Selon HRANA (Human Rights Activists News Agency), Lindsay est en grève de la faim depuis 49 jours et Craig depuis 58 jours. Leur état de santé physique se serait dégradé : Lindsay a perdu plus de 14 kilos et Craig environ 16 kilos.
Lindsay Foreman souffre d’une grande faiblesse, de vertiges, de tremblements, d’hypoglycémie et de fluctuations de la tension artérielle. Pour se rendre à l’infirmerie de la prison, elle doit parcourir un long trajet comprenant un couloir et une trentaine de marches. Elle n’a pas bénéficié d’examen médical depuis une dizaine de jours.
Les deux prisonniers se sont vu refuser l’accès à des médicaments essentiels, à des lunettes, à des livres et à des produits d’hygiène envoyés par l’ambassade britannique, alors même que l’infirmerie et les responsables du quartier pénitentiaire ont confirmé la réception de ces articles.

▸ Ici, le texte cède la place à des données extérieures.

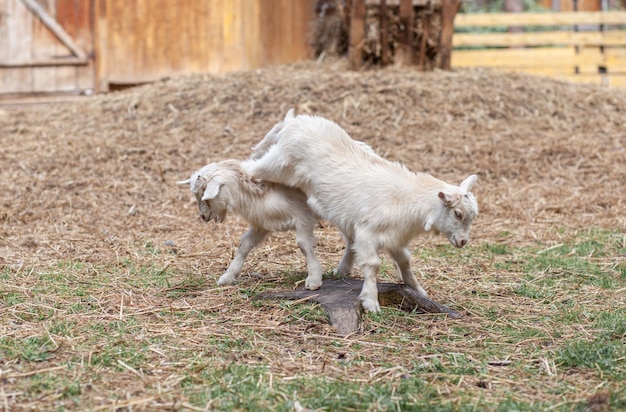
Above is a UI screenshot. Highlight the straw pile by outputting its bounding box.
[0,62,626,267]
[0,58,626,410]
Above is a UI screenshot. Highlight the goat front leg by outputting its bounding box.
[389,248,428,297]
[217,226,269,286]
[354,239,380,313]
[296,222,322,290]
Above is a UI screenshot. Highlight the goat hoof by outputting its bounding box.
[217,275,235,286]
[304,279,322,290]
[361,299,380,313]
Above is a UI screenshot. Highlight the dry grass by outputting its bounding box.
[0,61,626,410]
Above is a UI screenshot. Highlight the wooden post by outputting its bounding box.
[348,0,365,69]
[94,0,109,92]
[417,0,426,70]
[439,0,461,70]
[397,0,415,66]
[380,0,389,66]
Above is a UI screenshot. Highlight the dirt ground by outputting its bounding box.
[0,61,626,405]
[0,58,626,270]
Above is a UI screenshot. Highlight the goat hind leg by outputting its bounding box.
[217,226,269,286]
[390,248,428,297]
[333,236,354,275]
[354,241,380,313]
[296,222,322,290]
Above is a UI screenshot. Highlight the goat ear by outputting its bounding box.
[424,219,435,232]
[202,179,222,200]
[437,192,454,206]
[460,175,478,192]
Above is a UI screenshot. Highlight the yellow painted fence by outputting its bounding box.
[452,11,626,87]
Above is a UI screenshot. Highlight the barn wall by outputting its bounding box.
[96,0,315,89]
[0,0,95,95]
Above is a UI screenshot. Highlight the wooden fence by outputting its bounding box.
[452,11,626,87]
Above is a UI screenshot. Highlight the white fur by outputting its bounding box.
[178,160,322,289]
[242,111,478,312]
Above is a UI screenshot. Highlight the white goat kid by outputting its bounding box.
[178,160,322,289]
[242,110,478,312]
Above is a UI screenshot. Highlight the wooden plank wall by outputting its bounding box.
[452,11,626,87]
[95,0,315,90]
[0,0,95,95]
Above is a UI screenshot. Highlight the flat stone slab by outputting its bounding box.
[257,278,463,336]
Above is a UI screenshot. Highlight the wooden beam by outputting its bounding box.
[380,0,389,66]
[348,0,365,69]
[0,58,89,68]
[396,0,415,66]
[439,0,461,70]
[452,47,606,70]
[444,10,626,28]
[94,0,110,92]
[21,0,88,59]
[417,0,426,70]
[452,31,626,47]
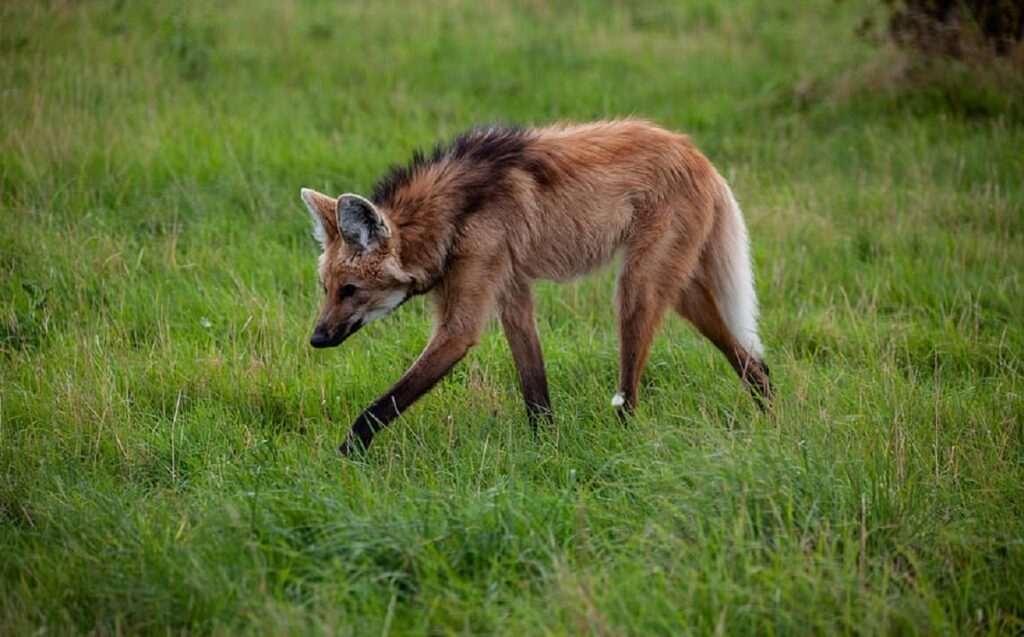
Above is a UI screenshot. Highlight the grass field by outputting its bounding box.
[0,0,1024,635]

Craig et Lindsay n’ont été autorisés à communiquer qu’avec leur avocat. Ils n’ont toujours pas le droit de contacter les membres de leur famille, leurs enfants, ni même de communiquer entre eux.

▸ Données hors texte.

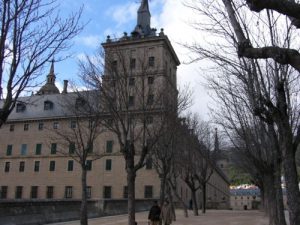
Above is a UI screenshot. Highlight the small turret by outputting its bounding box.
[37,59,59,95]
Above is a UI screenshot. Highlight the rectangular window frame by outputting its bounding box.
[46,186,54,199]
[67,160,74,172]
[15,186,23,199]
[65,186,73,199]
[144,185,153,198]
[30,186,39,199]
[0,186,8,199]
[106,140,114,153]
[6,145,13,156]
[19,161,25,172]
[105,159,112,171]
[103,186,112,199]
[35,143,42,155]
[49,160,56,172]
[33,161,41,172]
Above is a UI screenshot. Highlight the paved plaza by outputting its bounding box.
[51,210,268,225]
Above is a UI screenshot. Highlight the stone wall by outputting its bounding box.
[0,200,152,225]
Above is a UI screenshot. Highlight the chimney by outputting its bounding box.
[62,80,68,94]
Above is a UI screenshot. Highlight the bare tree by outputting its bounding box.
[0,0,82,127]
[223,0,300,72]
[185,1,300,224]
[50,90,105,225]
[81,46,177,225]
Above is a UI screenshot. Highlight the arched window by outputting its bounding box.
[44,100,53,110]
[16,103,26,112]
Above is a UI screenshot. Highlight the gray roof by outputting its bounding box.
[0,92,89,122]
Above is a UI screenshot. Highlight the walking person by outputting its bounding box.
[161,200,175,225]
[148,201,161,225]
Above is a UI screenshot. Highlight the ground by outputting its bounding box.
[51,210,276,225]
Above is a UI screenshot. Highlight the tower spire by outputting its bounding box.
[133,0,153,36]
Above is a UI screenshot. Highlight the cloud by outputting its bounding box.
[105,2,138,27]
[152,0,214,119]
[75,35,103,49]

Selon la source, la pression sur le couple s’est accrue après qu’ils ont accordé une interview à BBC World, au cours de laquelle Lindsay Foreman a évoqué les exécutions en Iran. Durant sa détention, Craig Foreman a également partagé sa cellule avec des condamnés à mort et a vu certains d’entre eux être emmenés pour être exécutés.
Craig et Lindsay Foreman ont été arrêtés en janvier 2025 à Kerman par les services de renseignement du Corps des gardiens de la révolution islamique (CGRI) alors qu’ils faisaient le tour du monde à moto. La 15e chambre du tribunal révolutionnaire de Téhéran, présidée par le juge Abolghassem Salavati, les a condamnés à 10 ans de prison pour « espionnage ». Cette peine a été confirmée en appel en juin 2025.
Le couple britannique a affirmé qu’aucune preuve n’avait été présentée à son encontre lors de la procédure judiciaire et qu’il n’avait pas eu la possibilité d’assurer une défense efficace.